Earlier, the IMF had urged Pakistan to impose the GST on petroleum products, along with raising the petroleum levy from Rs 60 to Rs 70 per litre. However, it remains unclear whether the government will increase the levy. If it does not, prices are likely to remain stable, as the government is hesitant to increase fuel costs following a recent decline in inflation. This drop in inflation has helped bolster the government’s image in recent months, and a hike in petroleum prices could risk damaging public perception.
Another significant factor influencing the decision to maintain current prices is the recent decline in global oil prices. On Friday, global oil prices saw a dip, driven by concerns about oversupply and weakening demand, exacerbated by a stronger US dollar. Brent crude fell by 30 cents, or 0.41%, to $72.26 per barrel, while US West Texas Intermediate (WTI) crude dropped by 25 cents, or 0.36%, to $68.45 per barrel.
For the week, both Brent and WTI are expected to decline by approximately 2.2% and 2.7%, respectively.

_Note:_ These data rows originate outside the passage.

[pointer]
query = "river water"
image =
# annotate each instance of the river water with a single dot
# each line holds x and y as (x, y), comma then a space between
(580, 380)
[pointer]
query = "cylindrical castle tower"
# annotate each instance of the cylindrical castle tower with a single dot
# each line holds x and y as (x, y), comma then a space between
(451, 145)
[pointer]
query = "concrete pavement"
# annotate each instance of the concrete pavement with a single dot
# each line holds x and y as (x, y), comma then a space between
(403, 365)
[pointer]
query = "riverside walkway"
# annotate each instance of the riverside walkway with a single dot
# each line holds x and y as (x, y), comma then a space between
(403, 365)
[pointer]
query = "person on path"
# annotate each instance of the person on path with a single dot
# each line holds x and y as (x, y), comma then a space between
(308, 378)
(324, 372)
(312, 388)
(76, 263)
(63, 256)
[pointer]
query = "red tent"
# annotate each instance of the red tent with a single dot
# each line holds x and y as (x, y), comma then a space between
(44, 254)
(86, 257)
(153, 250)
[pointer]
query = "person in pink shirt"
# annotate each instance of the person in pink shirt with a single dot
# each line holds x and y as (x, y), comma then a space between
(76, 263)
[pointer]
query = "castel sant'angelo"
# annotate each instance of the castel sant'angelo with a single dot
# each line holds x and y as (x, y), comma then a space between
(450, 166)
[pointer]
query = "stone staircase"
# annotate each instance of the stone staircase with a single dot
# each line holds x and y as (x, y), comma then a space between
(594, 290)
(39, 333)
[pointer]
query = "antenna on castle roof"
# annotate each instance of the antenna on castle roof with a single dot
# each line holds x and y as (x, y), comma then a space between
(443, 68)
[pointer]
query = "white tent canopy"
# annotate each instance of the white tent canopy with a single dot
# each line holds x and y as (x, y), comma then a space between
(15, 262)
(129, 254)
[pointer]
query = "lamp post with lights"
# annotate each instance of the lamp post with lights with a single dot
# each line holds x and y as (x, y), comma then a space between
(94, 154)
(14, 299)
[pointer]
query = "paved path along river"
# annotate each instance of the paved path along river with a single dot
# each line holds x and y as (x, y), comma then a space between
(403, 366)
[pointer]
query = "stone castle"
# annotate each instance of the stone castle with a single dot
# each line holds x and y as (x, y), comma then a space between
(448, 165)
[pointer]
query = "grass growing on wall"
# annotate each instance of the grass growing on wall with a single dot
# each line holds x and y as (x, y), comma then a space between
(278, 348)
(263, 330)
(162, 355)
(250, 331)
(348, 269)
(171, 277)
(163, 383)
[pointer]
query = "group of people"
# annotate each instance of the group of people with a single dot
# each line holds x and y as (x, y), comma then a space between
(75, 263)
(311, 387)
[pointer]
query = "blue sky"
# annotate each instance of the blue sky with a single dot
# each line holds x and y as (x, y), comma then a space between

The U.S. Energy Information Administration reported a significant rise in crude oil inventories, up by 2.1 million barrels last week, far exceeding the forecasted increase of 750,000 barrels. The International Energy Agency (IEA) predicts that global oil supply will outpace demand by 2025, even if current OPEC+ production cuts remain in place. Increased production from the U.S. and other non-OPEC producers is expected to lead to a surplus.
While the IEA has raised its 2024 global oil demand growth forecast by 60,000 barrels per day (bpd) to 920,000 bpd, it has kept its 2025 forecast unchanged at 990,000 bpd. In contrast, OPEC has revised its demand growth forecast for both 2024 and 2025 downward, citing weaker demand from China, India, and other regions.
As of the last price adjustment on October 31, the price of petrol in Pakistan was raised by Rs 1.35, bringing the new rate to Rs 248.38 per litre. High-speed diesel (HSD) saw a more significant increase of Rs 3.85, now priced at Rs 255.14 per litre.
The government is expected to announce the petroleum prices for the next fortnight later today, with many anticipating that no further hikes will be made given the current global and domestic economic circumstances.